This job is with Novartis, an inclusive employer and a member of myGwork – the largest global platform for the + business community. Please do not contact the recruiter directly.

Summary Location: London, UK; Dublin, Ireland

About the Role:

Complex data are integral to our work in clinical studies. This position will be part of a newly established AI & Data Engineering team within the Advanced Quantitative Sciences function at Novartis. Our mission is to leverage automation and artificial intelligence to unlock the potential of complex scientific data sources. By accelerating quantitative decision-making in clinical trials through high-quality data assets and tools, we aim to bring innovative medicines to patients faster.

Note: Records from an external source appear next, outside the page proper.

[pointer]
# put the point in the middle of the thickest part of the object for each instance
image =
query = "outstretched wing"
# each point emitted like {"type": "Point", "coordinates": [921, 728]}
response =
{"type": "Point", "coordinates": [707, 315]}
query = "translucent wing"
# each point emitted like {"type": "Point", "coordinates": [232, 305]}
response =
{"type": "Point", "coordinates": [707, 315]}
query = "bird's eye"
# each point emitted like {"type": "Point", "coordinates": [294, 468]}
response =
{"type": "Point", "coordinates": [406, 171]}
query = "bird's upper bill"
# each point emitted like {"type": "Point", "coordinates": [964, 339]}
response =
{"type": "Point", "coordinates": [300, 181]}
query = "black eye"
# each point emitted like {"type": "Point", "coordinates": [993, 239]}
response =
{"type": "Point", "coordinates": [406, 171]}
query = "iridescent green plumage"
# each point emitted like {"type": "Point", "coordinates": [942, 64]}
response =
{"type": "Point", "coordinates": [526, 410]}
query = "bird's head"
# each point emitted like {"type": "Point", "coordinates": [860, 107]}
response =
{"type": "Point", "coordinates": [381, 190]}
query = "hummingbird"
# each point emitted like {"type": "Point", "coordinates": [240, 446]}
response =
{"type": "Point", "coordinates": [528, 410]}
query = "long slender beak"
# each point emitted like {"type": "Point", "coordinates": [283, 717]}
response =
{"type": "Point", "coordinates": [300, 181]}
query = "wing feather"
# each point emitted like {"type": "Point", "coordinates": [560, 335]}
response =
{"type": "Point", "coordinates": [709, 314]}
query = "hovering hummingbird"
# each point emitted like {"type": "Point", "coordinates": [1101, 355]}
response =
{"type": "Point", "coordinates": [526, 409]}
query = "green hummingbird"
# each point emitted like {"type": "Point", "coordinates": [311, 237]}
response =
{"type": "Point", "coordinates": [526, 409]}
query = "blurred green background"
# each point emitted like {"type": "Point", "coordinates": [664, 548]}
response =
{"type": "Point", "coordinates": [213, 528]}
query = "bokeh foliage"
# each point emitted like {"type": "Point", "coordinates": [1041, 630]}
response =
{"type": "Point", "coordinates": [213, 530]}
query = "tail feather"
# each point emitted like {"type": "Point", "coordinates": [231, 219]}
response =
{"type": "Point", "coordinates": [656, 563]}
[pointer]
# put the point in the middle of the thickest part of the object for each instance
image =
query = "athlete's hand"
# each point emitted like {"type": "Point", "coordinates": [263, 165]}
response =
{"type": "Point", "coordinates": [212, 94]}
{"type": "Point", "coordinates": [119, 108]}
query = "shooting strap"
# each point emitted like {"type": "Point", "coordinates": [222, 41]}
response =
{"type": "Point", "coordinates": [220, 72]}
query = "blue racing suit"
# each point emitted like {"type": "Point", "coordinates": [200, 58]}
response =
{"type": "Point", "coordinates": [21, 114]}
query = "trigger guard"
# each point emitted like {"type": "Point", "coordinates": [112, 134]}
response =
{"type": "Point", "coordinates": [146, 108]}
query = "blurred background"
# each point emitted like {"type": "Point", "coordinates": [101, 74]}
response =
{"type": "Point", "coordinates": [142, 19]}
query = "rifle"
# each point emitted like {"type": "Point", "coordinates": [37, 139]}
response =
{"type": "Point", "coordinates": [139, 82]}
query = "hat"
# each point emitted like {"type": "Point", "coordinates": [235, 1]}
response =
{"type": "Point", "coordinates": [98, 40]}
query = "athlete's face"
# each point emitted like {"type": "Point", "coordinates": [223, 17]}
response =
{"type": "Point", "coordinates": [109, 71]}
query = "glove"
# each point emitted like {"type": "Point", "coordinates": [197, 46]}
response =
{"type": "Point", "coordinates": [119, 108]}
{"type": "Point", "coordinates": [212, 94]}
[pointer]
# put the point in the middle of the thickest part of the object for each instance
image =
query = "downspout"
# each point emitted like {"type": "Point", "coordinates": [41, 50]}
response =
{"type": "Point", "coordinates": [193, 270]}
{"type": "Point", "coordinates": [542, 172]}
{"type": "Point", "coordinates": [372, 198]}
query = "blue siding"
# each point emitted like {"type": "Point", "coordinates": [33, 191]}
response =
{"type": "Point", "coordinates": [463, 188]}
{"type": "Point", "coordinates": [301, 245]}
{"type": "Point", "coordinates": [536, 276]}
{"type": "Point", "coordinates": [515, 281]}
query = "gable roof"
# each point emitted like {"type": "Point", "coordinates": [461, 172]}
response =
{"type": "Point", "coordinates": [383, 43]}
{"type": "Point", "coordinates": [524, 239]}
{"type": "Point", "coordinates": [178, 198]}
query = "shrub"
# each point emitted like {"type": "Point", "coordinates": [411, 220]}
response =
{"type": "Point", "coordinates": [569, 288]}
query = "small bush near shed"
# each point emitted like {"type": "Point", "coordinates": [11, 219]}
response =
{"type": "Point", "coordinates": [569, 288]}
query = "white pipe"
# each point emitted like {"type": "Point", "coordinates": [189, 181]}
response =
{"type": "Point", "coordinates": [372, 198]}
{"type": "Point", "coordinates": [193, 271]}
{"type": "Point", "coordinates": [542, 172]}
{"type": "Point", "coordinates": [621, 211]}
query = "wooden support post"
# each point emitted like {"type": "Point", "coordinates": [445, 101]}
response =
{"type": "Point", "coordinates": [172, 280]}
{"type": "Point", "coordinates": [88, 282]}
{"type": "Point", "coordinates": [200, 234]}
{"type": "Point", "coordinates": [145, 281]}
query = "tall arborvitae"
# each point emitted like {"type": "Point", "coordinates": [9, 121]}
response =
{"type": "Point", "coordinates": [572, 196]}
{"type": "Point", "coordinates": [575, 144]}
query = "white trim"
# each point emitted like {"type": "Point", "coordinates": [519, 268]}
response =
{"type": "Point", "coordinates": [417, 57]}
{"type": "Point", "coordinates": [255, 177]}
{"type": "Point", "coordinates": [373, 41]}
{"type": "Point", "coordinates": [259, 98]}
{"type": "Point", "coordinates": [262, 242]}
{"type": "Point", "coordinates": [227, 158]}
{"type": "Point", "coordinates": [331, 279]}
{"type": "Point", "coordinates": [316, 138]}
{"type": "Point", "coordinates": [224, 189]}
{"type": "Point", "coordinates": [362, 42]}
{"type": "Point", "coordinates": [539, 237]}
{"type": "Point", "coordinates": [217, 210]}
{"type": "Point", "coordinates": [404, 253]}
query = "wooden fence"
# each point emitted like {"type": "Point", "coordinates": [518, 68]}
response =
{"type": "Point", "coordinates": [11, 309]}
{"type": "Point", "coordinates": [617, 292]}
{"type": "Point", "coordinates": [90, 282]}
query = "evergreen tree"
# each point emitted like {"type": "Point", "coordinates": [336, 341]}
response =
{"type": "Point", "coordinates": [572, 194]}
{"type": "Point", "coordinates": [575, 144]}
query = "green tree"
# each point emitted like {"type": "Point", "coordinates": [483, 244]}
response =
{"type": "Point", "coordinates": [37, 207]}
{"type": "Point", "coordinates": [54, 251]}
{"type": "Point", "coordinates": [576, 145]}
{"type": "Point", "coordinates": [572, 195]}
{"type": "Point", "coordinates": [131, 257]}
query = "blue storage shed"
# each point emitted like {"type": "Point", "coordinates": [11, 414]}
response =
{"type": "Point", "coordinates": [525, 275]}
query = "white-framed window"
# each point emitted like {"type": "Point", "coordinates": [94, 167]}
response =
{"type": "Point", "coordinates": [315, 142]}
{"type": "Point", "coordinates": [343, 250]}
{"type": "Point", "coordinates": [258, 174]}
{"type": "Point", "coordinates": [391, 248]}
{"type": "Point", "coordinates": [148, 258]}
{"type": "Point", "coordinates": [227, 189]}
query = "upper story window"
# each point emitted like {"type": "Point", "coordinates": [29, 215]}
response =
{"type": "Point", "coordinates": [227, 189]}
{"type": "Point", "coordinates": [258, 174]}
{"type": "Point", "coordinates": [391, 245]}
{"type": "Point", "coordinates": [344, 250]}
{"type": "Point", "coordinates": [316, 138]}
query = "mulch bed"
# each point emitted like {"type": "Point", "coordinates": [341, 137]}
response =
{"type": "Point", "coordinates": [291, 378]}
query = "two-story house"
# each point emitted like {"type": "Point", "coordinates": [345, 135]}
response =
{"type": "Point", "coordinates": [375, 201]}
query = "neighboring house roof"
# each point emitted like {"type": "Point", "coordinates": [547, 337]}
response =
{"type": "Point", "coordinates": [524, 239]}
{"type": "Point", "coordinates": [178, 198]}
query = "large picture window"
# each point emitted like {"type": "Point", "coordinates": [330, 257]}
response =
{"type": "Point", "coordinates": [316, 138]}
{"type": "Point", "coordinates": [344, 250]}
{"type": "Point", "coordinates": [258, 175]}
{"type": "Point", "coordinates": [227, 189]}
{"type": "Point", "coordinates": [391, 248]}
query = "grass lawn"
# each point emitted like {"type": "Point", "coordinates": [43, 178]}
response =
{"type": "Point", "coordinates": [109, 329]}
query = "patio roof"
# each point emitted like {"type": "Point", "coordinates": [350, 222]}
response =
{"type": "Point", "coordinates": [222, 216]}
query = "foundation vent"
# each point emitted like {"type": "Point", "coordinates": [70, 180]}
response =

The Data Engineering Lead guides and drives execution of the development of robust data assets from both internal and external sources to support data interrogation, driving research and development efforts, and external collaborations. By collaborating with our quantitative science community, TSC and Statistical Programming colleagues, IT, QA, BR data science teams, and vendors, the Data Engineering Lead ensures the delivery of fit-for-purpose and high-quality data assets, automation pipelines and associated technical and quality documentation, facilitating scientific advancements in drug development.

Key Responsibilities:

  • Develop data pipelines and IT infrastructure solutions to enable Quantitative Sciences to utilize high quality datasets to make quantitative decisions at trial and/or project level activities, pooling structured data from clinical trials, incorporating evidence from multimodal or large sources of data (such as genomics, biomarkers, digital technology, sensors, imaging, and real-world evidence) and producing high-quality versioned data assets and software pipelines for reproducible analysis.
  • Provide technical leadership for data engineering projects, plan and oversee data engineering projects from conception to deployment, define project scope, goals, and deliverables, monitor project progress and adjust as necessary to meet deadlines.
  • Build strong collaborative working relationships and communicate effectively with Quantitative Science partners along with clinical teams to promote a greater mindset where associates may leverage each other's skills in an open and transparent manner.
  • Play a lead role in agile engineering and consulting, providing guidance on complex data and unplanned data challenges.
  • Focus on Risk, Quality & compliance, proposing and implementing improvements to existing processes, ensuring all data engineering processes are well-documented, as well as ensuring compliance with legal and regulatory requirements, and data security and privacy best practices.
  • Stay updated with industry trends and advancements, and help establish and strengthen the link between Novartis and the external data engineering community through open-source contributions and publications, as well as through external congresses, conferences, and other scientific workshops and meetings.
  • Encourage a culture of continuous learning, constructive collaboration, and innovation within the team, facilitate communication between team members and other departments, delegate and collaborate on tasks and projects to ensure the team meets deadlines.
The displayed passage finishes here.